Don McLean Says “American Pie” Is Partly A Children’s Song
Don Mclean in an interview with Dan Rather - AXS TV / Youtube
Don McLean says that he initially didn’t get how “American Pie” blew up to be the hit it is, but speculated that it might be due to the fact that it is partly a children’s song.
Most know of the song’s inspiration as the tragic 1959 plane crash that claimed the lives of Buddy Holly, Ritchie Valens and the Big Bopper – which was collectively known in pop culture as “the day music died.” However, McLean said that it was another eye-opening circumstance that happened four years later that urged him to write the song.
On AXS’ The Big Interview, host Dan Rather asked about the song becoming a “cultural flash point” about how America was going downhill then. “Well, I was seeing that. To me, when Kennedy was killed, all bets were off. It was a much bigger event than 9/11, which was a huge event. It was the beginning of Americans being in doubt about what they believed in and who they were. That was huge,” he responded.
He followed it up by saying that an “anything-goes philosophy” has been running rampant over the past years, leading the country to the state of “decadence” it is in today. “Civility has disappeared. I’m a crazy guy. I can be a hundred different people, but I like civility,” he added.

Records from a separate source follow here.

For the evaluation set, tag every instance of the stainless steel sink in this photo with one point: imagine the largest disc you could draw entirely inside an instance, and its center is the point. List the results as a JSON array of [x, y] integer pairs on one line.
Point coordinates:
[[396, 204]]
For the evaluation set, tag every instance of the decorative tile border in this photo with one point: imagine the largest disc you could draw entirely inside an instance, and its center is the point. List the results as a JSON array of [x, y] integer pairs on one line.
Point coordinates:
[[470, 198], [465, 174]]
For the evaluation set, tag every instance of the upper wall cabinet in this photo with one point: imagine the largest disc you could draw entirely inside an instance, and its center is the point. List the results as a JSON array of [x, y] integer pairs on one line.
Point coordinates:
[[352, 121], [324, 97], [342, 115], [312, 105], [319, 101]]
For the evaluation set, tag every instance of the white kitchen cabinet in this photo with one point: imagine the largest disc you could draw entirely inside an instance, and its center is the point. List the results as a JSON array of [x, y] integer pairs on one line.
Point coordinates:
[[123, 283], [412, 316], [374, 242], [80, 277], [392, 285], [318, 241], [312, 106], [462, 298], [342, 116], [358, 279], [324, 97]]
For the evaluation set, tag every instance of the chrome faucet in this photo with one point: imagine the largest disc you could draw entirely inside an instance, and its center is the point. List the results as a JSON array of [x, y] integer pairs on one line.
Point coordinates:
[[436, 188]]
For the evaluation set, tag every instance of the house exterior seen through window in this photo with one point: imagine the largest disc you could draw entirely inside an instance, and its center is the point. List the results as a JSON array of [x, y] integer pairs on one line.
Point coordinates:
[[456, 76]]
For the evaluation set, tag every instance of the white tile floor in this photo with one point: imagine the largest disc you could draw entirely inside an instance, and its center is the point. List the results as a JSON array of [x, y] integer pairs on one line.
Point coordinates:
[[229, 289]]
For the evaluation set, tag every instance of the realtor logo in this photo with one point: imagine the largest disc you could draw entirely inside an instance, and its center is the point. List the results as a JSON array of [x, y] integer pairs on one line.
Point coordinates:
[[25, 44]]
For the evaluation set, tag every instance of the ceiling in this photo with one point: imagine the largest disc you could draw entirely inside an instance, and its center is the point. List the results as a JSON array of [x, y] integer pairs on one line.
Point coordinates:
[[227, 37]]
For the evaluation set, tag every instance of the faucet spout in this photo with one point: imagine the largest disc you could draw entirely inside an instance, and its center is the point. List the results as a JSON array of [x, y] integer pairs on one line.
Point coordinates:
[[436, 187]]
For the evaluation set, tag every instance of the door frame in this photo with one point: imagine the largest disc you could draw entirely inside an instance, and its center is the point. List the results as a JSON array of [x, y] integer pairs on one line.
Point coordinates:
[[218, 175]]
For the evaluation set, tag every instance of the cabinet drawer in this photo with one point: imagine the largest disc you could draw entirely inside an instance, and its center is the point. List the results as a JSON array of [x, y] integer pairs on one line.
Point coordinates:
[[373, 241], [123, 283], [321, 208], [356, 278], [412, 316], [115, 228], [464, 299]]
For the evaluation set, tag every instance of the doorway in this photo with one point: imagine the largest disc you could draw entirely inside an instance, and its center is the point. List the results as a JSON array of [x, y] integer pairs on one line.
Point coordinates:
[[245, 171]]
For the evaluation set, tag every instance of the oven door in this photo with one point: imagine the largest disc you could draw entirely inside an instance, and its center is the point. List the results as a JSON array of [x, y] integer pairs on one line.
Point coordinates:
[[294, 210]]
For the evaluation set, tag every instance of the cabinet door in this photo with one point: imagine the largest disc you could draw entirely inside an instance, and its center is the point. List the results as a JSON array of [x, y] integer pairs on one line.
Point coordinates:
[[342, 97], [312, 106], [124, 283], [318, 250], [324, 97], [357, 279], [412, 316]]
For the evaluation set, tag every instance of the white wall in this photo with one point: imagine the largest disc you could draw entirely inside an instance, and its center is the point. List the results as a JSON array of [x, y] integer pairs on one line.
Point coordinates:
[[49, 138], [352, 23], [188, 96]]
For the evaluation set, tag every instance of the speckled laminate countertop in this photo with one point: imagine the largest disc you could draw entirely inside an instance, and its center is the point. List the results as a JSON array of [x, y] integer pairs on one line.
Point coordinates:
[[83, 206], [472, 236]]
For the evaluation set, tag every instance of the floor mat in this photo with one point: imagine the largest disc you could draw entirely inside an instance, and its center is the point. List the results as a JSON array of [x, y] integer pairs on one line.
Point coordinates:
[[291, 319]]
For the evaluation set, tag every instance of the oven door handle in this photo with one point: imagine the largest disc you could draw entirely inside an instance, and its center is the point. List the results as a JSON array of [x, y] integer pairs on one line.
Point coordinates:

McLean can’t explain how the song has been a cultural phenomenon for over the past half of the century, saying, “I don’t know. There are so many aspects to it. You’ll see different parts of it used all over. People use it for parodies, kids sing it, children grow up with it because on a certain level it’s a children’s song.”
“It’s one of these sort of mythical-type folk songs. The poetry is a little bit obscure, but it’s not completely unknowable — it’s pretty understandable. It’s meant to be, because it’s really a dream,” he added.